The researchers measured 4,979 proteins from participants’ blood samples. They then mapped the putative organ-specific plasma proteome and used that to train machine learning models to guess people’s age based on those protein levels. Eleven key organs, organ systems, or tissues were assessed: heart, fat, lung, immune system, kidney, liver, muscle, pancreas, brain, vasculature, and intestine.
After finding that 15% of the proteins could be attributed to a specific organ, “we basically had now a list of proteins that, in a way, gave us organ-specific information in the blood and then we used this for each organ to make a biological clock,” Wyss-Coray told MedPage Today, adding that “we don’t age in synchrony across our whole body.”
The study included data from the Covance, LonGenity, Stanford Alzheimer’s Disease Research Center, Stanford Aging Memory Study, and Knight Alzheimer’s Disease Research Center cohorts.

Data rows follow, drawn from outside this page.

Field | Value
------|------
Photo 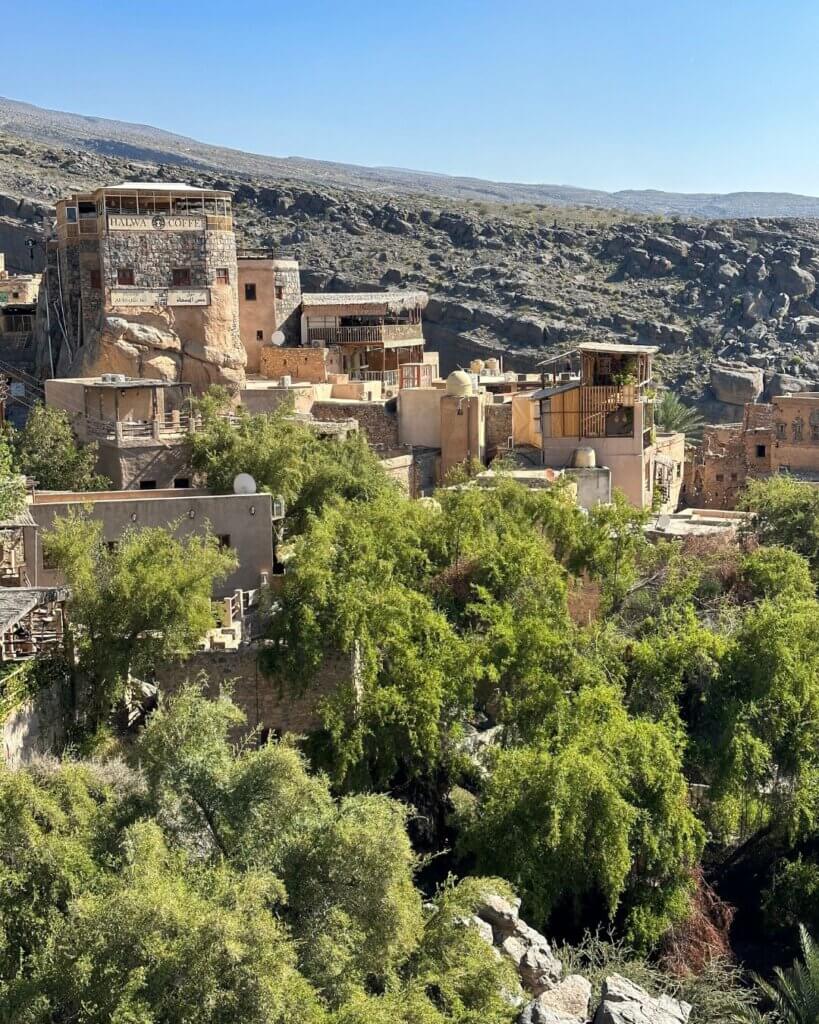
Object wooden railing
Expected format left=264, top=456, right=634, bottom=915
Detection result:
left=307, top=324, right=422, bottom=345
left=350, top=370, right=398, bottom=387
left=580, top=384, right=640, bottom=437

The researchers used SomaLogic SomaScan to quantify proteins in plasma and the Gene Tissue Expression Atlas human tissue bulk RNA-seq database to identify which genes and plasma proteins were organ-enriched, defined as being expressed at least four times higher in a particular organ; the highest number was in the brain.
Using machine learning, they estimated biological age using the plasma proteome and then calculated the organ age gap. The researchers also developed the feature importance for biological aging (FIBA) algorithm, “which uses feature permutation to generate a per-protein importance score for both chronological and biological age,” to investigate how proteins contributed to brain aging.

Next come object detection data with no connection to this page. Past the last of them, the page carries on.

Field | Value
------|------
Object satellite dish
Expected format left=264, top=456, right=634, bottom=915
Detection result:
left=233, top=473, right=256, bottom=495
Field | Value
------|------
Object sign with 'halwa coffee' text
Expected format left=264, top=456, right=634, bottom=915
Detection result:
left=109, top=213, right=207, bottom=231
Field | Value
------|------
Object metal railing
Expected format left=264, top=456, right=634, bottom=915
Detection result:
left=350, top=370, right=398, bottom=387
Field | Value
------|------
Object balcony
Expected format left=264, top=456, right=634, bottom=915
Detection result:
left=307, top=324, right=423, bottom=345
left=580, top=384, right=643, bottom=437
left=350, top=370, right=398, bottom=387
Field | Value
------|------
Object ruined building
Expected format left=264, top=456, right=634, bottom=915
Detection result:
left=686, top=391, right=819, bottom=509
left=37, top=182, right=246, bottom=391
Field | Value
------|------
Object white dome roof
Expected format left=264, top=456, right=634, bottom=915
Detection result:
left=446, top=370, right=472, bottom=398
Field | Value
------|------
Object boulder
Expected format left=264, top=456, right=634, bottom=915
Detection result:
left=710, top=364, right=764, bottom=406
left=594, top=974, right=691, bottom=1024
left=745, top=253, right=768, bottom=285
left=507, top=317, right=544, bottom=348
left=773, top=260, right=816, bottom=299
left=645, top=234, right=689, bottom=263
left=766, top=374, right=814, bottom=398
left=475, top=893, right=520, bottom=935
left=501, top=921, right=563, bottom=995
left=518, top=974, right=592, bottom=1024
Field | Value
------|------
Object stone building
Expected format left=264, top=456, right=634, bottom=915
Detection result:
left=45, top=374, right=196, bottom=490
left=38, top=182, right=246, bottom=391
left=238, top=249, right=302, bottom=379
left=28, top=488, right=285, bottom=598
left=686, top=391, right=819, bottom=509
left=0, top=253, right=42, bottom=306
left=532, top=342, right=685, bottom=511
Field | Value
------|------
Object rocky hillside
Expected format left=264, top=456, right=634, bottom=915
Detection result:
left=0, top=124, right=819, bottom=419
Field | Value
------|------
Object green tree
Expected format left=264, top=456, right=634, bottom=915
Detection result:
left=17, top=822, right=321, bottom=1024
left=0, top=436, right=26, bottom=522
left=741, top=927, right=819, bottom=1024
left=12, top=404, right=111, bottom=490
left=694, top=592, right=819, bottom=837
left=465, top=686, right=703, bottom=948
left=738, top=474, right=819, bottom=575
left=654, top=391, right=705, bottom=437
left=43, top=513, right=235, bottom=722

Because the study focused on a subset of organs, it is unknown if these findings apply to all organs. Wyss-Coray and team also noted that they observed “many instances of nonlinear dynamics in the plasma proteome and in aging phenotypes,” urging caution in extrapolating the results to people younger than 50. They also suggested that the research be conducted among more ethnically and geographically diverse populations, since the participants were majority white and entirely American.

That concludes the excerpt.